1. A permanent magnet semi-direct drive synchronous motor with anti-step-out function, comprising: a permanent magnet synchronous motor (1) with a wound rotor winding and a secondary speed reducer (2); the permanent magnet synchronous motor (1) with the wound rotor winding comprises a shell (3), stator silicon steel (4), stator grooves (5), a stator winding (6), stator tooth parts (7), an air gap (8), rotor outer silicon steel (9), a rotor groove (10), a wound rotor winding (11), a rotor tooth part (12), rotor inner silicon steel (13), a permanent magnet (14) and a central rotating shaft (15); the secondary speed reducer (2) comprises a primary input gear (16), a primary output gear (17), a connecting rotating shaft (18), a secondary input gear (19), a secondary output gear (20) and an output rotating shaft (21); the permanent magnet synchronous motor with the wound rotor winding is characterized in that the permanent magnet synchronous motor (1) with the wound rotor winding is connected with the secondary speed reducer (2); stator silicon steel (4) is arranged inside the shell (3), stator grooves (5) are formed inside the stator silicon steel (4), stator windings (6) are arranged inside the stator grooves (5), air gaps (8) are formed inside the stator teeth (7), air gaps (8) are formed outside the rotor outer silicon steel (9), rotor grooves (10) are formed inside the rotor outer silicon steel (9), winding type rotor windings (11) are formed inside the rotor grooves (10), permanent magnets (14) are arranged inside the rotor inner silicon steel (13), and the rotor inner silicon steel (13) is connected with a central rotating shaft (15); the center rotating shaft (15) is connected with the primary input gear (16), the primary input gear (16) is connected with the primary output gear (17), the primary output gear (17) is connected with the connecting rotating shaft (18), the connecting rotating shaft (18) is connected with the secondary input gear (19), the secondary input gear (19) is connected with the secondary output gear (20), and the secondary output gear (20) is connected with the output rotating shaft (21).

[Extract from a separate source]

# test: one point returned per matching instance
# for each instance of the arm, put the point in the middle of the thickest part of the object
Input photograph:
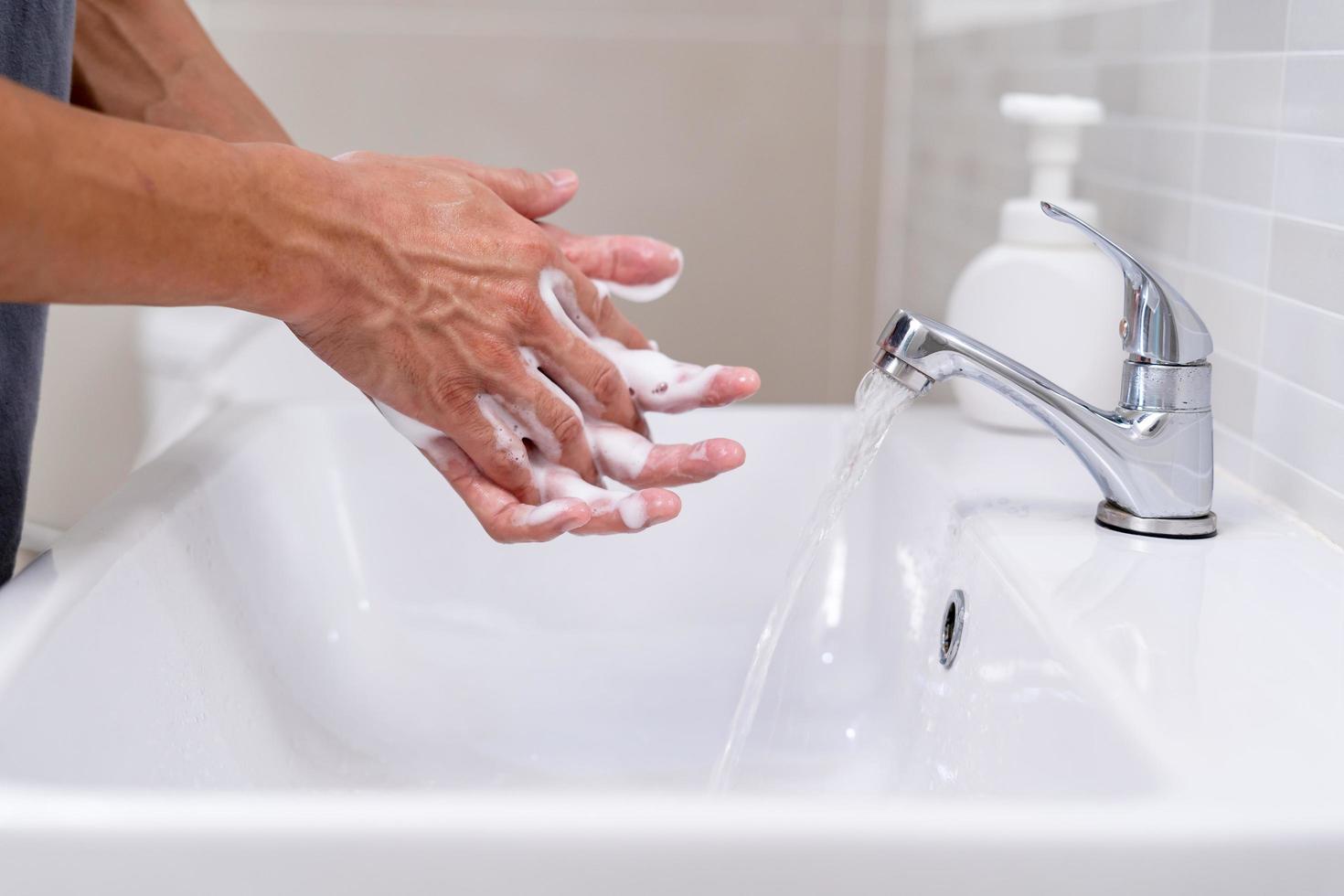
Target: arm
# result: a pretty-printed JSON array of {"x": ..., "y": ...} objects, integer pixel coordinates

2. The permanent magnet half-direct-drive synchronous motor with the anti-step-out function according to claim 1, wherein eight wound rotor windings (11) are arranged, each two being a group and four groups being symmetrically distributed.

3. A permanent magnet semi-direct drive synchronous motor with anti-step-out function according to claim 1, characterized in that the wound rotor windings (11) are located between the rotor outer silicon steel (9) and the rotor inner silicon steel (13).

4. A permanent magnet half direct drive synchronous motor with anti-step-out function according to claim 1, characterized in that the wound rotor winding (11) is located in the rotor slot (10) and wound on the rotor tooth (12).

5. A permanent magnet semi-direct drive synchronous motor with anti-step-out function according to claim 1, characterized in that the wound rotor windings (11) are used to generate a larger starting torque for the permanent magnet rotor.

6. The permanent magnet half-direct-drive synchronous motor with the anti-step-out function according to claim 1, wherein the secondary speed reducer (2) is connected inside the permanent magnet synchronous motor (1) with the wound rotor winding.